Julie took her cat to Redwood Animal Hospital in Redondo Beach not far from her home. Dr. Veronica Pirotto examined Sabrina and found “a mass of some sort. Sabrina was very uncomfortable when she was touched in the abdomen. Two days later, they did exploratory surgery. They called me while she was still on the table and said that they needed to send her to a specialist. She was going septic. All the tissue around her organs was infected and there was some leakage into her kidney. If she doesn’t have surgery to remove the infected tissue she is going to die of kidney failure, the doctor said.”
Julie took Sabrina home with medications to keep the infection at bay and made an appointment with Dr. Mary Somerville at Animal Specialty and Emergency Center, also in Redondo Beach.
Dr. Somerville performed surgery to remove the infected tissue. “But she called me and said that Sabrina needed a second surgery to removed one of her kidneys. Dr. Somerville quoted me a price of $3,500 for the first surgery and the hospital stay. And with the second surgery and longer stay, it was going to more like $5,500. But she honored the original quote. She was really wonderful.”
At the time, Julie had just earned a graduate degree at Cal State Dominguez Hills and had begun the 3,000 hours of practical work needed to qualify for a license as a marriage and family counselor. She is self supporting and had little income. She did not know how she could pay for the surgery. “It was very scary,” she said. “My cat was just a year and a half old. She is not supposed to be dying of kidney failure. And I was like, I can’t afford this [second surgery]. I could barely afford the exploratory surgery.”

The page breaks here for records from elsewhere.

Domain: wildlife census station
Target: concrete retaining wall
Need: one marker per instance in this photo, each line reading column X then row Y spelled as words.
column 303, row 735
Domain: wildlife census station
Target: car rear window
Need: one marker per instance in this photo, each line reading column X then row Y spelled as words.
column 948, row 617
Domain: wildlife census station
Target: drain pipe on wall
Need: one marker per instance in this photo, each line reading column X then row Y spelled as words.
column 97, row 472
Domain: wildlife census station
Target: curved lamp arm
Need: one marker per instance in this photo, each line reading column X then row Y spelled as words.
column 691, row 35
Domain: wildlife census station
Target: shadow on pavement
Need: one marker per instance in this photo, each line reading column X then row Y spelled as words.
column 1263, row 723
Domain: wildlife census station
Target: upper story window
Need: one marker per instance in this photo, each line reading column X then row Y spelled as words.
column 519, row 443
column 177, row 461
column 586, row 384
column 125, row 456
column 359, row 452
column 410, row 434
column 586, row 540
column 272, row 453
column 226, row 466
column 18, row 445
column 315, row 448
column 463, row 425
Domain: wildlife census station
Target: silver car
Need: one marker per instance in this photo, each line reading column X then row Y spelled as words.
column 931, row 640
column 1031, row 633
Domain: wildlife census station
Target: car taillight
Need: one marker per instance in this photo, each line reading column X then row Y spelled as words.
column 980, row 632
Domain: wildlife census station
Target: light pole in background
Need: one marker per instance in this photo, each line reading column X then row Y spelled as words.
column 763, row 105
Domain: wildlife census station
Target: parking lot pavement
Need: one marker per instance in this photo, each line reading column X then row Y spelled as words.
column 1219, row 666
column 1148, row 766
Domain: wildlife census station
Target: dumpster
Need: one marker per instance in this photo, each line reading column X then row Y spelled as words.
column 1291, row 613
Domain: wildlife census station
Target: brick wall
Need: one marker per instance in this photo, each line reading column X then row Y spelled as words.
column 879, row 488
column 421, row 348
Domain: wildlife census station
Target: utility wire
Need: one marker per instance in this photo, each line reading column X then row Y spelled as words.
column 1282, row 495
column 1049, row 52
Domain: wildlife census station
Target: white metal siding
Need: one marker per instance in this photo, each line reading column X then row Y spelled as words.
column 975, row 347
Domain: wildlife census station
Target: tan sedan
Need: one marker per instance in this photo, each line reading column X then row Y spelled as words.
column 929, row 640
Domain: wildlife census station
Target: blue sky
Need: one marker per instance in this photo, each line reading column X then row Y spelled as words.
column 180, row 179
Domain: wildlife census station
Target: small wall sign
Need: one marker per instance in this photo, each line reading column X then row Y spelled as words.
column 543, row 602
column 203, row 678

The doctors and staff at Redwood told Julie about Angel Fund and helped her apply. They also told her about other foundations that might help. And, she said, they provided her with free services. “I am very thankful to them and to Angel Fund because that whole time was so stressful. My grandmother passed away in surgery a week before Sabrina had her surgery and that whole time just feels like a blur.” Julie now has her counseling license and is launched on her career.
And Sabrina still runs the house. “She has so much energy,” Julie said. “She is totally the boss of the house again. . . . She is a hussy. That’s what she is.”